Друзья и знакомые звонили отцу, спрашивали про слухи, про радиацию, как ее измерить. Отец рассказывал о показаниях собранного «на коленке» индикатора, советовал принимать йод. Достаточно быстро «достал» дополнительные детали и сделал прототип дозиметра. Я его запомнила по характерному треску: чем выше радиация — тем выше частота. Этот треск можно услышать в фильме в тот момент, когда трое работников станции с большими дозиметрами на груди спускаются в подвалы, чтобы слить накопившуюся в резервуарах воду. А у меня этот треск стоял в ушах практически все пять серий! Я понимала, что все время, когда люди находились возле станции, не имея защиты и без дозиметров, они подвергались сильнейшему облучению. Я смотрела серию за серией, кулаки сжимались от ужаса и злости.
Кулаки сжимаются от ужаса, потому что я осознаю, какой вред наносит организму облучение.
В фильме есть очень точный образ, который описывает Валерий Легасов: «Каждый атом урана-235 — это пуля, летящая со скоростью света, пробивающая все на своем пути — дерево, металл, бетон, плоть. В каждом грамме урана-235 содержится более миллиарда триллионов таких пуль».
Когда мы смотрим фильмы про войну и видим солдат, сражающихся под градом пуль, мы в ужасе. Когда смотрим, как инженеры в фильме заглядывают в реактор, как пожарные тушат огонь, как жители Припяти стоят и смотрят на пожар — у меня в ушах оглушительный треск старых дозиметров. Мое сознание рисует миллиарды летящих «пуль» распадающегося урана, мое сознание добавляет звук разрывающихся сигналом дозиметров, которых не было на людях...
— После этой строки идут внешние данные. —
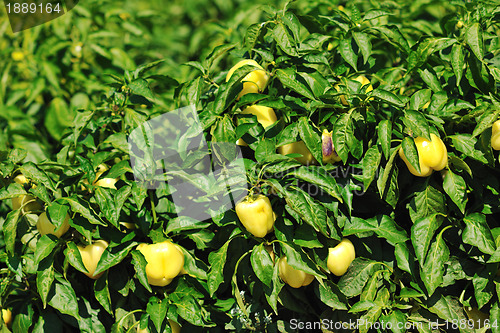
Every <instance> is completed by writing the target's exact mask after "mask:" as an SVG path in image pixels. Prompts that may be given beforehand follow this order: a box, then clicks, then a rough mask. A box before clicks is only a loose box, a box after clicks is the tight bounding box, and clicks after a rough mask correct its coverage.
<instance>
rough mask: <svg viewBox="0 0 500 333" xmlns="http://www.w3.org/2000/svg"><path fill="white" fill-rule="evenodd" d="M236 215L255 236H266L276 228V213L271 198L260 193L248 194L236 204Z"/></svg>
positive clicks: (249, 230) (243, 223)
mask: <svg viewBox="0 0 500 333" xmlns="http://www.w3.org/2000/svg"><path fill="white" fill-rule="evenodd" d="M236 215H238V219H239V220H240V222H241V224H243V226H244V227H245V228H246V229H247V230H248V232H249V233H251V234H252V235H254V236H255V237H264V236H265V235H267V234H268V233H270V232H271V231H272V230H273V228H274V221H275V220H276V215H275V214H274V212H273V207H272V206H271V202H270V201H269V198H268V197H266V196H265V195H262V194H259V195H258V196H257V197H254V196H251V195H249V196H247V197H246V198H245V199H244V200H243V201H241V202H239V203H238V204H237V205H236Z"/></svg>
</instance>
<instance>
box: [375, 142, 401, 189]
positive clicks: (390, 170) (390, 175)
mask: <svg viewBox="0 0 500 333" xmlns="http://www.w3.org/2000/svg"><path fill="white" fill-rule="evenodd" d="M397 154H398V149H394V150H393V152H392V154H391V156H390V157H389V160H388V161H387V164H386V165H385V168H384V172H383V173H382V174H381V175H379V178H378V180H377V188H378V190H379V194H380V197H381V198H382V199H385V198H387V192H388V190H387V189H388V188H390V187H391V184H390V182H391V181H392V176H393V174H394V170H395V169H396V166H395V165H394V159H395V158H396V155H397ZM389 177H391V179H390V178H389ZM387 185H389V187H388V186H387ZM396 185H397V183H396Z"/></svg>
На людях в фильме не было персональных дозиметров. Точнее, не было прямо показывающих дозиметров — тех, что сразу показывают, а не подвергаются считыванию по прошествии времени. Не было у персонала АЭС в доступности дозиметров, которые способны были измерять высокую мощность дозы. И совсем не было дозиметров у населения. Тогда ведь были или военные приборы, которыми можно было что-то измерить в эпицентре ядерного взрыва, или лабораторно-научные приборы — дорогие, тяжелые и использующиеся в разных закрытых учреждениях. А нужен был еще и простой индикатор — «народный» дозиметр. Когда власти признали масштабы чернобыльской катастрофы, в Минске был объявлен конкурс на лучшую разработку «народного» дозиметра. Вот тогда мой отец с единомышленниками и создал дозиметр «Мастер-1», который потом производился по всему Советскому Союзу. А после распада СССР дозиметрическая тематика стала основой создания нашего семейного предприятия «Полимастер».

Спустя 25 лет после чернобыльской катастрофы я ездила в командировку в префектуру Фукусима, чтобы раздать дозиметры беременным женщинам, проживающим в 40 километрах от аварийной АЭС. Мой наручный дозиметр часто сигнализировал, и это уже был другой звук, нежели у старых дозиметров, и я могла видеть индикацию уровня радиации на ЖКИ... Но я видела испуг в глазах окружающих меня людей, которые до этого момента отрицали опасность просто потому, что радиация неощутима... Не удивлюсь, если появится фильм «Фукусима».
Авария на АЭС — это жутко. Чернобыль для меня — это уже не город, это имя радиационной катастрофы. ЧЕРНАЯ БЫЛЬ.
***
Несколько месяцев назад Людмила Антоновская в интервью Office Life говорила: «У каждой семьи дома есть термометр, хотя мама может положить руку на лоб ребенку и почувствовать, если температура повышена. Но ни у кого дома нет дозиметра, хотя радиация не менее опасна, чем повышенная температура, а ощутить ее ни один из органов чувств не может».